Once signed, the GSA will give the lender the right to register their security interest on the Personal Property Securities Register (PPSR) and make a claim over the secured property in the event the borrower defaults on the loan. Like a mortgage, charges are registered in an order of priority (1st, 2nd, 3rd ranking, etc.). Most development lenders will require a first-ranking GSA over the borrower, so it is important to know if you have granted a GSA (or the ability to register a charge on the PPSR register) to another lender (or trade supplier, as is often the case).
The simplest way to ensure you can offer a 1st ranking GSA to your development finance partner is to have a clean entity or special purpose vehicle (SPV) set up to specifically undertake your project. If you have a group entity that has other debts, it can be very complicated carving out a 1st ranking charge over the development assets, which as discussed, most lenders will require.
A Specific Security Agreement (SSA) provides the lender with a security interest in specific assets rather than a broad range. In development finance, this typically pertains to specific assets or contracts relating to a project such as sale and purchase agreements, pre-sale agreements, construction contracts, construction bonds, etc.
With a hope of not being too reductive, you can expect to see the following:
Two of the most common SSAs are over pre-sales contracts and construction contracts.
Securing pre-sales agreements extends beyond ensuring that the lender has a claim on the revenue from these sales. It can include things such as securing the deposits and also preventing the developer from amending or canceling any existing contracts. This ensures that the developer cannot change the risk profile of the transaction without the lender’s permission.
An SSA over a construction contract gives the lender a security interest in the contract’s proceeds and obligations. It ensures that the lender has rights to the project’s completion and any financial benefits arising from the construction contract. Delays or issues in the construction process can affect the value and enforceability of this security, posing risks to the lender.
It is important to remember that lenders make the credit decision based on the information represented to them by the borrower, which includes material contracts entered into by the borrower that are deemed necessary to complete the project. Thus, any changes to these contracts change the shape of the deal (risk), meaning that the lender will need to sign off on these changes.

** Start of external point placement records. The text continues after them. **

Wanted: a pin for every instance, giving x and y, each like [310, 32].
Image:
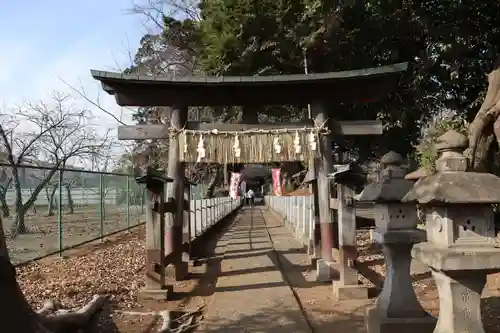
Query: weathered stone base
[178, 272]
[155, 294]
[326, 271]
[375, 323]
[343, 292]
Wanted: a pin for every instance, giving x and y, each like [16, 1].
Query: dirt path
[251, 294]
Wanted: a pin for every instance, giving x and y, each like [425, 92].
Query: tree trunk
[70, 199]
[51, 199]
[3, 202]
[482, 125]
[31, 194]
[18, 226]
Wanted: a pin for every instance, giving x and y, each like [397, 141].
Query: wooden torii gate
[192, 141]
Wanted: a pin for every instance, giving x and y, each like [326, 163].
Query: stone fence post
[460, 245]
[397, 308]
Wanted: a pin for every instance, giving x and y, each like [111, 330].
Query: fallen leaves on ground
[116, 270]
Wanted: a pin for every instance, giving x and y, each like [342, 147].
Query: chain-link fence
[46, 211]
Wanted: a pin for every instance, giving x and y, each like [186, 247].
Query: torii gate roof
[360, 85]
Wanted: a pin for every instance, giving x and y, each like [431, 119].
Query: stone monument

A pre-sale undertaking from a solicitor is a legal commitment made by a solicitor to a lender, confirming that
Lenders use pre-sale undertakings to ensure that quality of the presales as represented to them by the borrower is legally correct and true and to ensure that the funds from pre-sales (be it the initial deposit or net sale proceeds) are properly managed and allocated towards repayment of their loan. Note, the presale undertaking can cover not only existing, but also future presales.
For the borrower, there is little direct risk in this regard, but ensuring a reputable solicitor is chosen is crucial to avoid complications.
A Deed of Assignment over intellectual property (IP) assigns the rights of the borrower’s IP to the lender as security for the loan. In property development, this pertains to essential project documents such as resource consents (RC), engineering approvals (EPA), building consents (BC), and other plans and sign-offs you will have, as required to obtain code of compliance and individual freehold titles for your property development.
This ensures that in the event of default, the lender can claim these critical documents to complete the project or sell the project (as a complete package) to recover the outstanding loan amount.
The primary risk for the borrower is the potential loss of control over these essential documents. For the lender, managing these documents can be complex, but they are a crucial part of the credit approval process and underscore the developers ability to complete a project.
You will be relieved to know that lawyers have figured out how to simplify the loan documents, and the GSA, SSAs, and Deed of Assignment are now commonly bundled together into a single document that many refer to as a General Security Deed (or GSD), making it easier for all parties involved.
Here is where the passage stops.